Or you can use operation queues, too. In Swift 3:
let queue = OperationQueue()
queue.addOperation() {
// do something in the background
OperationQueue.main.addOperation() {
// when done, update your UI and/or model on the main queue
}
}
Either this, or GCD, which Andy illustrated, work fine.
See Apple's Concurrency Programming Guide for the relative merits of operation queues and dispatch queues (aka Grand Central Dispatch, GCD). While that guide is still illustrating the examples using Objective-C, the API and concepts are basically the same in Swift (just use the Swift syntax).
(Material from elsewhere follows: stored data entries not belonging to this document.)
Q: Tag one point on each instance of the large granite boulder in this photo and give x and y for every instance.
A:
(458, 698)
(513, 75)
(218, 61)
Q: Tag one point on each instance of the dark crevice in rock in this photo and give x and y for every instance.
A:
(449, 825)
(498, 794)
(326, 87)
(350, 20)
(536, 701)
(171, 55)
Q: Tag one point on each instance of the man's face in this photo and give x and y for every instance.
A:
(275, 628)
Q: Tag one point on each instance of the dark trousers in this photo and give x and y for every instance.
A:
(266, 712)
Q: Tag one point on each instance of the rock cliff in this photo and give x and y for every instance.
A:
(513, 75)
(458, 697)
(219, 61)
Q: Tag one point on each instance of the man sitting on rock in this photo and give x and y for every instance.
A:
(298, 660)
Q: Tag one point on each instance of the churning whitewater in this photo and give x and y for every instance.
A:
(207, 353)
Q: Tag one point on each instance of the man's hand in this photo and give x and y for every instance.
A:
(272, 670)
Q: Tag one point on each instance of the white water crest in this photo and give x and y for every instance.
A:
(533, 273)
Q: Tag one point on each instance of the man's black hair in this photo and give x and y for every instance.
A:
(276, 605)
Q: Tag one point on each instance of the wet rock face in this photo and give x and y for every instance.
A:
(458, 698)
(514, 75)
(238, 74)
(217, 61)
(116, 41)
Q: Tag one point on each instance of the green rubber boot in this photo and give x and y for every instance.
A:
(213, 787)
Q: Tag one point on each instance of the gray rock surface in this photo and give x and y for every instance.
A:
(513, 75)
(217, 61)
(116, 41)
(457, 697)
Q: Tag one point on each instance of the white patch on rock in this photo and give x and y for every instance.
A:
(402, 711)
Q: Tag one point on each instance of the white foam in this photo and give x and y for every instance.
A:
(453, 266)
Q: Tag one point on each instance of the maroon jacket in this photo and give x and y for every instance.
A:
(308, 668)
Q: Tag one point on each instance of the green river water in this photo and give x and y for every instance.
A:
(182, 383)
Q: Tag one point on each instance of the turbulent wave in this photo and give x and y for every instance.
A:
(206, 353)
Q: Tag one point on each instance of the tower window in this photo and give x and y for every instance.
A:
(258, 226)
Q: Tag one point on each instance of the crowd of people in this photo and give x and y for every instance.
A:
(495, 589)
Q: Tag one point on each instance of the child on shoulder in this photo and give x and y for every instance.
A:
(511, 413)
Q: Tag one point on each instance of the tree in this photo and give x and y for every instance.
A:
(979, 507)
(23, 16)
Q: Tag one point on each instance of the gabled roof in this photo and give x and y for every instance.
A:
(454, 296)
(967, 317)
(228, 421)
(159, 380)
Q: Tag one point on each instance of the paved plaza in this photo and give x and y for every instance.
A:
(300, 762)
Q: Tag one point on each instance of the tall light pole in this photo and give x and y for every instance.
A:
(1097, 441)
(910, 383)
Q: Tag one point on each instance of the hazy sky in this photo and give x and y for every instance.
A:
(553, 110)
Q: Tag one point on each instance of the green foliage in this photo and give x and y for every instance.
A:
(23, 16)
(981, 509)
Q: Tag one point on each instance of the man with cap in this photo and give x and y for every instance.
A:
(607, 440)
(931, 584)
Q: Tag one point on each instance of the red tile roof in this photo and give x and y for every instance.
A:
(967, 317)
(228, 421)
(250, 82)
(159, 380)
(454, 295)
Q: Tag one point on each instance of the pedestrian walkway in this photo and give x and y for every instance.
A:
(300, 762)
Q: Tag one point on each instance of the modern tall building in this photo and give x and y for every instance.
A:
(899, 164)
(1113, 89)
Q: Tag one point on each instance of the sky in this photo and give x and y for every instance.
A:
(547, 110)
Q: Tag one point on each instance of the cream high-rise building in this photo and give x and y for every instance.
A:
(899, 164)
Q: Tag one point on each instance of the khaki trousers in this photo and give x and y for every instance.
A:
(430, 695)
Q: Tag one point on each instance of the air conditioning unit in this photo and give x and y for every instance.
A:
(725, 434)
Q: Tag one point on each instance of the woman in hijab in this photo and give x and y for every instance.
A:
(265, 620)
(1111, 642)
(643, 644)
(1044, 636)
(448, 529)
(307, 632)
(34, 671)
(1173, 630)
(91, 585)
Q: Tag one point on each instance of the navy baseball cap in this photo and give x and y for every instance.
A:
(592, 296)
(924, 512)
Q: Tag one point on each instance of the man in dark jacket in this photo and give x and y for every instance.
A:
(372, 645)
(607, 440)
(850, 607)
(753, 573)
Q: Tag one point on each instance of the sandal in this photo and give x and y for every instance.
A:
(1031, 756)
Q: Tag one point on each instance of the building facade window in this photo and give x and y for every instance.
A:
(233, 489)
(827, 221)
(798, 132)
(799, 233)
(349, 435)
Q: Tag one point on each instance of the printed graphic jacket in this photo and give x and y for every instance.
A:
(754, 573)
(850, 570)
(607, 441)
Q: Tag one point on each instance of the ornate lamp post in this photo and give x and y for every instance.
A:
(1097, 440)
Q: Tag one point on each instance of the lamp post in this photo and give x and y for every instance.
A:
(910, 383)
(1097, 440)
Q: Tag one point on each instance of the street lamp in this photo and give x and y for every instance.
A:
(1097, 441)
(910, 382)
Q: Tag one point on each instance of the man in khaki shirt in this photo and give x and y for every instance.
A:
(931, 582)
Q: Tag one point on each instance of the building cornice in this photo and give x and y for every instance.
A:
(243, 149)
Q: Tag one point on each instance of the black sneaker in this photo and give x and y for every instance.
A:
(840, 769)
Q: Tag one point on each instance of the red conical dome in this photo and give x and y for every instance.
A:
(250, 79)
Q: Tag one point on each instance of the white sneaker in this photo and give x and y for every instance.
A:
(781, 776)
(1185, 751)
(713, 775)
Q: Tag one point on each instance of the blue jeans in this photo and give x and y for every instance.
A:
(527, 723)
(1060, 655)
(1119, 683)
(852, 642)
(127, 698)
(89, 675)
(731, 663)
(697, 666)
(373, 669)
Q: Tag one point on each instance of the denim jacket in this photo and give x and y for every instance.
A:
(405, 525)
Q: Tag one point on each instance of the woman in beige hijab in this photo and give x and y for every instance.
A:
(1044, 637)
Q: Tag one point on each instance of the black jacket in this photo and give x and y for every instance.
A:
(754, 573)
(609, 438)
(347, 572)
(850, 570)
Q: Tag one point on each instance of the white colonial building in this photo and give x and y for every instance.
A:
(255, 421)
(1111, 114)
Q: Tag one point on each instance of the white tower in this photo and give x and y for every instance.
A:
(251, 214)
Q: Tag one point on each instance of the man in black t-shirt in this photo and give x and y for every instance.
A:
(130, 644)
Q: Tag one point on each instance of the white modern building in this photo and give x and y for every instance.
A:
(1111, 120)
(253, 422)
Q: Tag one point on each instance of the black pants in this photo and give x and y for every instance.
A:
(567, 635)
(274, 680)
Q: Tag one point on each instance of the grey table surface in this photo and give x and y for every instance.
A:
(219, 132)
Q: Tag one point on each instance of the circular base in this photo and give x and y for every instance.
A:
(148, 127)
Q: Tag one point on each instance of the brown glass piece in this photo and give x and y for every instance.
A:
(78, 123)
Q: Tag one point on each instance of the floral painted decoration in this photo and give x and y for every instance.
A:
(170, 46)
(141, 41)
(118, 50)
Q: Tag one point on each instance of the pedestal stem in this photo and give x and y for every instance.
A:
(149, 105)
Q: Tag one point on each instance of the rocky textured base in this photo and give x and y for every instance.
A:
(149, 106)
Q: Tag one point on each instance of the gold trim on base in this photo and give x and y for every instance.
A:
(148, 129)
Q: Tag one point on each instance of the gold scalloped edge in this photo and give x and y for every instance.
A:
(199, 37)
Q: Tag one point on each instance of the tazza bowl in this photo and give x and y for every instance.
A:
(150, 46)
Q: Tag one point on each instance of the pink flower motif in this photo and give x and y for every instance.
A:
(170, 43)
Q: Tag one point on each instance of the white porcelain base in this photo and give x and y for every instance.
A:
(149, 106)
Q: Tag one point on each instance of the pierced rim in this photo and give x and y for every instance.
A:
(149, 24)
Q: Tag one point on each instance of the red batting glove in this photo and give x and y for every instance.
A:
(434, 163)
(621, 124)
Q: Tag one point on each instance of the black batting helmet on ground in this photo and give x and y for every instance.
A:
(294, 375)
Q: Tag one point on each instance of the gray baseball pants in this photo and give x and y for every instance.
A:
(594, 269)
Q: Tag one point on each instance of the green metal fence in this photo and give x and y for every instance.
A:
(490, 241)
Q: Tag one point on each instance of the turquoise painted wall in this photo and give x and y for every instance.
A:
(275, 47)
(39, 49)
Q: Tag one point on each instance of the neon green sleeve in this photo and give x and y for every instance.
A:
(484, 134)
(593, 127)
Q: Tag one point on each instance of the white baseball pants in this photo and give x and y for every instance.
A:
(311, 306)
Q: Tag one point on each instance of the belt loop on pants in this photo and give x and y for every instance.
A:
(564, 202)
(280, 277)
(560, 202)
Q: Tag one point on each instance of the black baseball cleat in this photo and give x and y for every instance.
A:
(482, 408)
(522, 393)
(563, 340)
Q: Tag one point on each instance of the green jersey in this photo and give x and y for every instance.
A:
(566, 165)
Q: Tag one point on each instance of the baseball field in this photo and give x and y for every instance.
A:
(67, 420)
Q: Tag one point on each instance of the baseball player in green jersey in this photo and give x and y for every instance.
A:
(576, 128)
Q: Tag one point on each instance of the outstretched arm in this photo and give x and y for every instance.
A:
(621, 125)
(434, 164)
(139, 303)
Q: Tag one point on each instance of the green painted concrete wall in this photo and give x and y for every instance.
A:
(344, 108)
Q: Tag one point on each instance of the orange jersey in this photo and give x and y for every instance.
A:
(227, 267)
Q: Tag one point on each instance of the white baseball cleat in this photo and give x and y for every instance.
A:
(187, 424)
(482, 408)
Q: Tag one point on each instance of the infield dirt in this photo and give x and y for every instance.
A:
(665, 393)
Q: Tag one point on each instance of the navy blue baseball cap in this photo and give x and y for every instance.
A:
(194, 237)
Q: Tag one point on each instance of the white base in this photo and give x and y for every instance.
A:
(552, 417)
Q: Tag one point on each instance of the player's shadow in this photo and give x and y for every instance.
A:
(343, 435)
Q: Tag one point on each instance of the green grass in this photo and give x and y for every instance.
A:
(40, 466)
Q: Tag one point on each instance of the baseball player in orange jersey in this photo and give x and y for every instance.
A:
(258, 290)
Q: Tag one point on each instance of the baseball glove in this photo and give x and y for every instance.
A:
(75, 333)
The documentation for GCD and operation queues in Xcode describes both Objective-C and Swift APIs.
By the way, you'll notice that in both the above example as well as Andy's GCD demonstration, we used "trailing closures". For example, if you look at the definition addOperationWithBlock
, that is defined as a function with one parameter which is a "closure" (which is analogous to a block in Objective-C):
func addOperation(_ block: @escaping () -> Swift.Void)
That might lead you to assume that you would invoke it as follows:
queue.addOperation({
// do something in the background
})
But when the last parameter of a function is a closure, the trailing closure syntax allows you to take that final closure parameter out of the parentheses of the function, and move it after the function, yielding:
queue.addOperation() {
// do something in the background
}
And because there's nothing left in the parentheses, you can even go one step further, and remove those empty parentheses:
queue.addOperation {
// do something in the background
}
Hopefully that illustrates how to interpret the NSOperationQueue
/OperationQueue
and/or GCD function declarations and use them in your code.